Table 1 gives us predictions from the two modes of recombination (crossovers and conversions) widely discussed in the literature. The genetic analysis presented in Table 2 unambiguously shows that RecAX53 differs from its ancestors by the preferential use of the SSGR pathway of recombination, especially for hyperrecombination events.

This hypothesis finds support in the biochemical analysis of the complex and elementary properties of RecAX53 and its ancestors. In effect, the RecAX53 protein is more active in the initiation of the strand exchange reaction (Fig. 2); it exhibits at least normal efficiency in the three-strand exchange but is completely defective in the four-strand reaction (Fig. 3). In other words, RecAX53 is effective at getting things started but ineffective in the extended reactions that lead to transfer of heteroduplexes into dsDNA exchanges (crossovers). The genetic observations are in accord with the dynamic biochemical properties of the RecAX53 protein, its ability to be more active in SSB displacement and PC formation (Fig. 6) but to form very unstable PCs (Fig. 4 and 5). In other words, RecAX53 is particularly robust in the initiation of recombination that leads to conversion but ineffective in promoting the more extensive recombination required for crossovers.

Although ATP binding rather than ATP hydrolysis is obligatory for initiation of the strand exchange reaction (16), the latter has been found to confer several important properties to the DNA strand exchange. ATP hydrolysis is required in particular for a lengthy exchange, unidirectional branch migration, bypassing structural barriers in DNA, and four-strand exchanges (10, 11, 34), as well as for overcoming some other limitations expected from a low level of presynaptic filament flexibility (32). However, much depends on how ATP hydrolysis is coupled to strand exchange.
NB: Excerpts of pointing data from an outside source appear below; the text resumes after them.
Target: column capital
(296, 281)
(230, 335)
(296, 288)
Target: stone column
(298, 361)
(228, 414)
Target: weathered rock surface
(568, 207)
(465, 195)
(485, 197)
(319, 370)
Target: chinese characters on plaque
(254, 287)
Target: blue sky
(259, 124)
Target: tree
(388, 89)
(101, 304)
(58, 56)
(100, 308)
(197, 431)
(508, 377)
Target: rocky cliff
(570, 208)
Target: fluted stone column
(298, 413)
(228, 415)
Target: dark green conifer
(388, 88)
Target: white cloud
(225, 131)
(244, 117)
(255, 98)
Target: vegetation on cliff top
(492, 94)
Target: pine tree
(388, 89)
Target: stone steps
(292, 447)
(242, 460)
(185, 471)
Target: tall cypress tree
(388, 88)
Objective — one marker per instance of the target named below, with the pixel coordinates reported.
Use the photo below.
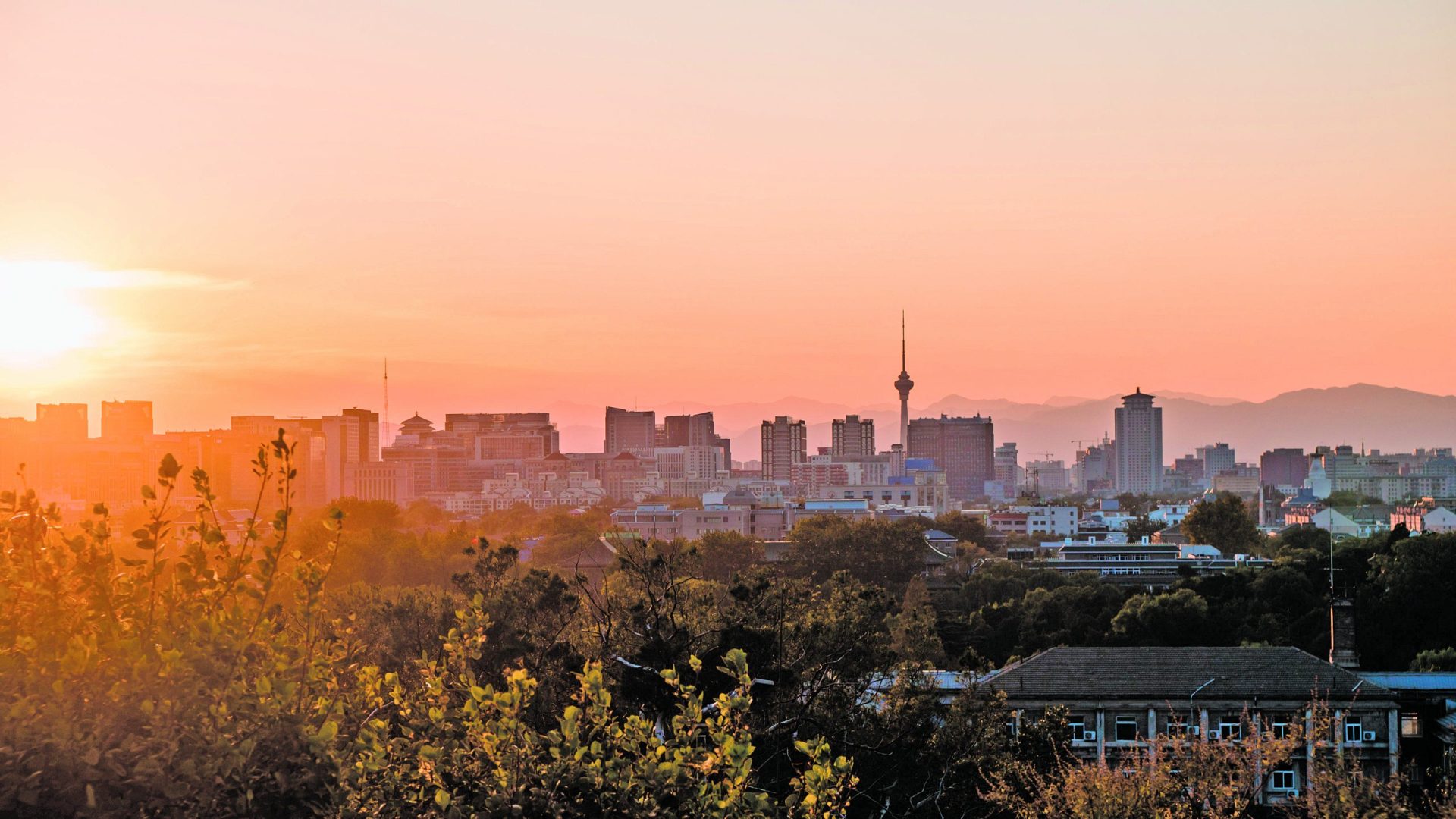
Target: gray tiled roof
(1175, 672)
In contrast to RecAEc and RecAPa, RecAX53 demonstrated a significant increase in its ATPase activity though some other structural and functional characteristics appeared to be similar (Table 3). In principle, the increased ATPase activity suggests an enhanced dynamic of RecA association with and dissociation from DNA (35) and enhanced dynamics in presynaptic filaments registered during RecAEc-mediated ATP hydrolysis (32) that is likely to be important for efficient strand exchange. Thus, though indirectly, the increased ATPase activity can improve the frequency of initiation of strand exchanges observed in experiments described here. However, in RecAX53, it also leads to a defect in the extended strand exchange reactions.

Further investigations are needed to check these conclusions and suggestions. However, one statement is clear now: hyperrecombination can occur via different pathways that directly depend on the combination of critical RecA functional and structural characteristics.